Now he found as he tried to wade through the Saturday morning accumulation of mail, telephone calls, and telegrams that he was even tireder than he had thought. A sort of dull weariness, compounded of lack of sleep and terrific inner tension, seemed to be dragging him down, an all-pervading exhaustion that put chains on his mind and sapped his physical energies. This was not, he realized, a good condition for a man who must stand off the world and all the pressures he was under, but there was no help for it. He could not stay home this day, he had to keep going, he had to be on the job, he had to be ready on the firing line for whatever new attack might come. When it came shortly after eleven it was from an unexpected quarter, and he could not say afterwards that it had exactly been an attack. Rather, he supposed, both an encouragement and a warning; not really necessary in view of his own decision, but one which revealed to him that even if he wished to change course, it would not be without unpleasant consequences, not so drastic as those which might attend his present course but not so very enjoyable either. The buzzer sounded and he was informed that the senior Senator from South Carolina was in the outer office. He put aside his mail with a sigh and said to send him in.

“Seab,” he said, rising and shaking hands, “make yourself at home. How are you?”

“Well, sir,” his visitor said, slumping comfortably into one of the leather armchairs and surveying him with a sleepy smile that did not entirely conceal the thoroughness of his study, “I’m fine, Brigham.
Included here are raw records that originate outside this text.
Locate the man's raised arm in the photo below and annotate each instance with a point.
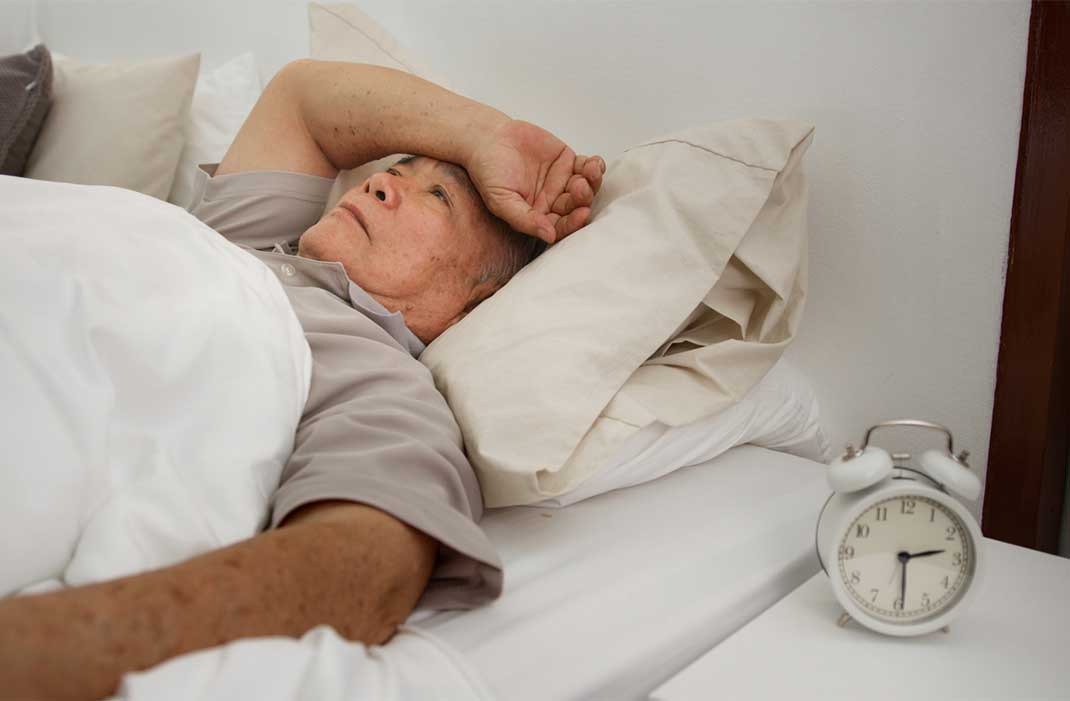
(341, 563)
(320, 117)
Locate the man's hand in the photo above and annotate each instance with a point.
(340, 563)
(533, 181)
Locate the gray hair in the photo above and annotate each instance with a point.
(517, 250)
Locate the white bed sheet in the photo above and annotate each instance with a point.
(610, 597)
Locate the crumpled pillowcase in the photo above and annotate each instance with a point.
(677, 298)
(118, 124)
(669, 307)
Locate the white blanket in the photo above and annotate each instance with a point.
(152, 376)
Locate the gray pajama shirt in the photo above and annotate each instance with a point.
(375, 429)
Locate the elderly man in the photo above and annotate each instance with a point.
(378, 504)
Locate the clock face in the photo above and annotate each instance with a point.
(906, 559)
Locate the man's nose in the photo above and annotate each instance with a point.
(385, 188)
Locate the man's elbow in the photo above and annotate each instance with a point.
(383, 566)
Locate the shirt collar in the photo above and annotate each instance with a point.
(392, 322)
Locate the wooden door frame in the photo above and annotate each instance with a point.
(1028, 446)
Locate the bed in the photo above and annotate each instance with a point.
(611, 596)
(607, 597)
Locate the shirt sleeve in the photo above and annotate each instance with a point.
(259, 209)
(376, 430)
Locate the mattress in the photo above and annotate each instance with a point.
(612, 596)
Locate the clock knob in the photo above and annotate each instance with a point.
(856, 471)
(950, 473)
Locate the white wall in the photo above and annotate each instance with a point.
(917, 107)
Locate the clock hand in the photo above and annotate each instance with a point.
(902, 590)
(903, 558)
(923, 554)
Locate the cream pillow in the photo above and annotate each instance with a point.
(677, 298)
(341, 32)
(116, 124)
(556, 371)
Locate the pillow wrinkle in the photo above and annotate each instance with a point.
(26, 90)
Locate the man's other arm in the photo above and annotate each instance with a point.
(340, 563)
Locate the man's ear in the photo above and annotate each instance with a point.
(479, 293)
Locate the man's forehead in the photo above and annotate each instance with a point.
(452, 170)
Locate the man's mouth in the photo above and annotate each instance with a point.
(349, 211)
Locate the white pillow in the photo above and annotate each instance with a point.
(780, 413)
(116, 124)
(154, 376)
(222, 101)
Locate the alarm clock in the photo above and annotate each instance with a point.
(902, 552)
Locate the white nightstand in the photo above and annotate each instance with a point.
(1013, 642)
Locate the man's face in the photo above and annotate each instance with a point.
(415, 239)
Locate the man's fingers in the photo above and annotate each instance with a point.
(578, 193)
(520, 215)
(592, 168)
(574, 221)
(563, 204)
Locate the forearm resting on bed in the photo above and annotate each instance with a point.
(338, 563)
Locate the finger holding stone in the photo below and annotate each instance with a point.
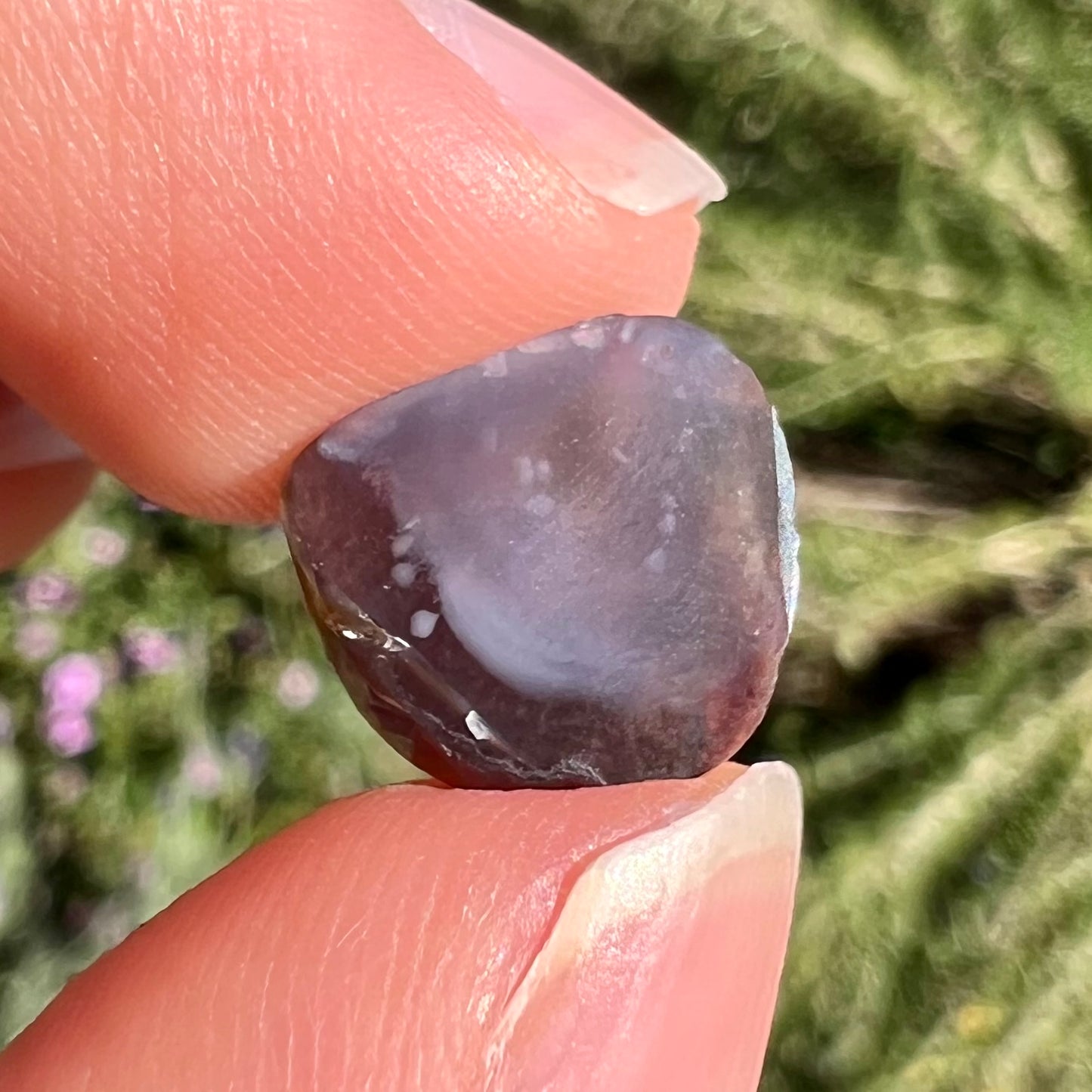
(277, 213)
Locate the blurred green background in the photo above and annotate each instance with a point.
(905, 258)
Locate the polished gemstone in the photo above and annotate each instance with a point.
(572, 564)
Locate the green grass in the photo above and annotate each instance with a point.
(905, 258)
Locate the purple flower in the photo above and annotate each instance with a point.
(37, 639)
(151, 651)
(73, 682)
(49, 591)
(246, 744)
(203, 772)
(104, 546)
(299, 685)
(69, 733)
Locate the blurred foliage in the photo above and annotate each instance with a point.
(905, 258)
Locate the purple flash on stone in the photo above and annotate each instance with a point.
(574, 564)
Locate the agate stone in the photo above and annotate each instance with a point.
(572, 564)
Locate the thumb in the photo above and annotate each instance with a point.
(261, 215)
(425, 939)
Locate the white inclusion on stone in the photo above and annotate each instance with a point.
(401, 544)
(403, 574)
(478, 726)
(549, 343)
(496, 367)
(524, 470)
(540, 505)
(589, 336)
(789, 540)
(657, 561)
(422, 623)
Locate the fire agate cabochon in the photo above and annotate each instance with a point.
(572, 564)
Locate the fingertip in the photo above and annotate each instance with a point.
(243, 269)
(395, 939)
(34, 501)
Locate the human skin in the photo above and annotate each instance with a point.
(223, 226)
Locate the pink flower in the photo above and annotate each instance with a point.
(69, 733)
(37, 639)
(299, 685)
(104, 546)
(73, 682)
(203, 772)
(49, 591)
(151, 651)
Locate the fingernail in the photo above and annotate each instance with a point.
(26, 439)
(613, 149)
(662, 967)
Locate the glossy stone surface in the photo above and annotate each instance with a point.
(572, 564)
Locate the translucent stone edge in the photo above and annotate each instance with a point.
(789, 540)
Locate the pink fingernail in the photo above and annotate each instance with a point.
(662, 967)
(611, 147)
(26, 439)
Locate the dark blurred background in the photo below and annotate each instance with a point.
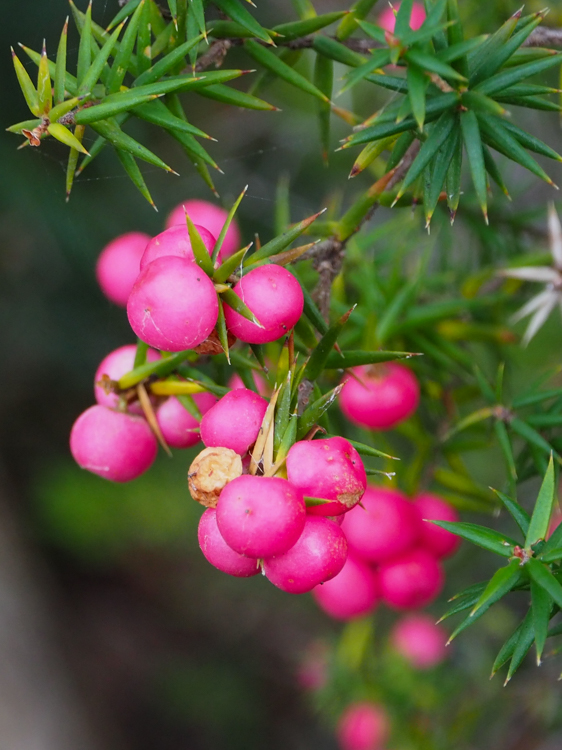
(114, 631)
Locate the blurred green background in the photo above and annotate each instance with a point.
(160, 650)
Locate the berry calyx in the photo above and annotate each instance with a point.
(275, 298)
(317, 556)
(379, 396)
(118, 265)
(173, 304)
(331, 469)
(115, 445)
(260, 516)
(217, 551)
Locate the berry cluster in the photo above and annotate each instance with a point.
(394, 556)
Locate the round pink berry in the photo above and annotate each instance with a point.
(379, 396)
(440, 542)
(275, 298)
(385, 525)
(260, 516)
(411, 581)
(330, 469)
(354, 592)
(217, 551)
(113, 444)
(180, 429)
(387, 19)
(317, 556)
(419, 640)
(175, 241)
(363, 726)
(212, 218)
(118, 266)
(173, 304)
(234, 421)
(116, 364)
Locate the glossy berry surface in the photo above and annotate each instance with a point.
(439, 542)
(411, 581)
(363, 726)
(260, 516)
(420, 640)
(331, 469)
(235, 420)
(217, 551)
(352, 593)
(212, 218)
(175, 241)
(386, 526)
(318, 555)
(275, 298)
(381, 396)
(114, 365)
(112, 444)
(118, 265)
(173, 305)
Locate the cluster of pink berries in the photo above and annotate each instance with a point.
(394, 555)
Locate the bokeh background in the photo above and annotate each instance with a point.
(114, 631)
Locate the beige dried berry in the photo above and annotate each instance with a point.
(210, 472)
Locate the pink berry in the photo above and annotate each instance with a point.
(411, 581)
(381, 397)
(354, 592)
(212, 218)
(175, 241)
(260, 516)
(113, 444)
(173, 304)
(363, 726)
(217, 551)
(420, 640)
(330, 469)
(116, 364)
(317, 556)
(275, 298)
(118, 266)
(387, 19)
(180, 429)
(386, 526)
(234, 421)
(440, 542)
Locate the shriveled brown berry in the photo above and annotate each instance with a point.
(210, 472)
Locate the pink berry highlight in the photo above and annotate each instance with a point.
(260, 516)
(116, 364)
(234, 422)
(420, 641)
(175, 241)
(275, 298)
(387, 19)
(217, 551)
(381, 396)
(173, 304)
(180, 429)
(119, 265)
(385, 527)
(439, 542)
(112, 444)
(354, 592)
(411, 581)
(330, 469)
(212, 218)
(317, 556)
(363, 726)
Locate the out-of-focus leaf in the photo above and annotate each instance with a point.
(481, 536)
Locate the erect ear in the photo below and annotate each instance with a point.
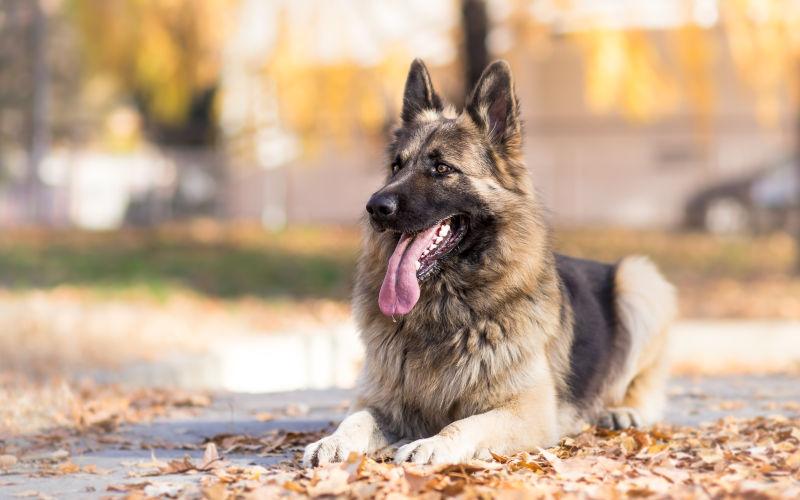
(493, 105)
(419, 94)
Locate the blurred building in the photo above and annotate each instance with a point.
(591, 167)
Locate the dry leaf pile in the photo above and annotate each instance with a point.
(753, 458)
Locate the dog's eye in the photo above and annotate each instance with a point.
(397, 164)
(442, 169)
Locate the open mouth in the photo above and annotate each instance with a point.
(415, 258)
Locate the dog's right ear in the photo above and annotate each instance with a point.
(419, 94)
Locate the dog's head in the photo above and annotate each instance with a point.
(449, 177)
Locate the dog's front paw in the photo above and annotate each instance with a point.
(334, 448)
(434, 450)
(619, 418)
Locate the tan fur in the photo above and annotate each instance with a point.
(646, 305)
(482, 360)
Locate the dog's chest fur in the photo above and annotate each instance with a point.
(443, 362)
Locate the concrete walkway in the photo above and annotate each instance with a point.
(692, 401)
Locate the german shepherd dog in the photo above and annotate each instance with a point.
(478, 336)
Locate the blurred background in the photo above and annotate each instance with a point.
(181, 181)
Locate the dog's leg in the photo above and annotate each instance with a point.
(645, 304)
(521, 425)
(359, 433)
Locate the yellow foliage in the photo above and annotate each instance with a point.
(165, 51)
(764, 39)
(625, 72)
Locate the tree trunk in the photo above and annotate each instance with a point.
(475, 26)
(39, 133)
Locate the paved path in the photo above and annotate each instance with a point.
(692, 401)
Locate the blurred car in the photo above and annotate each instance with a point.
(763, 201)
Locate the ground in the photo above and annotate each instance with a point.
(713, 442)
(82, 312)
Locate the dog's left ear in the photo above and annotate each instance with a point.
(493, 106)
(419, 94)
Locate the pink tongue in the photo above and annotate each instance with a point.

But I think—I just do think, now—that you look rather tired. Yes, sir, you do. Very tired. Did you stay up late?”

“Rather late,” Senator Anderson agreed. “I slept very little last night.”

“I thought possibly that was it,” Senator Cooley said. “I wonder why, now? Surely you weren’t having second thoughts about your talk at the White House. Surely you weren’t disappointed by the appointment.”

“It had to do with the nomination,” Brig admitted. Seab smiled again.

“He wants you to back down, doesn’t he?” he said. “He wants you to turn tail and be a coward and give in and let this evil man become Secretary of State. Two evil men together, running the country into the ground in the face of her enemies. Yes, sir. That’s what he wants, isn’t it?”

“That’s what he wants, Seab,” Brigham Anderson said shortly. The Senator from South Carolina looked at him sharply.

“Are you going to do it, Brigham?” he asked softly. “Are you going to do what that bad man wants?”

His young friend thought for several moments, staring out the window, his eyes, looking glazed from lack of sleep, wide with considerations whose nature Senator Cooley did not know but whose seriousness he could easily perceive.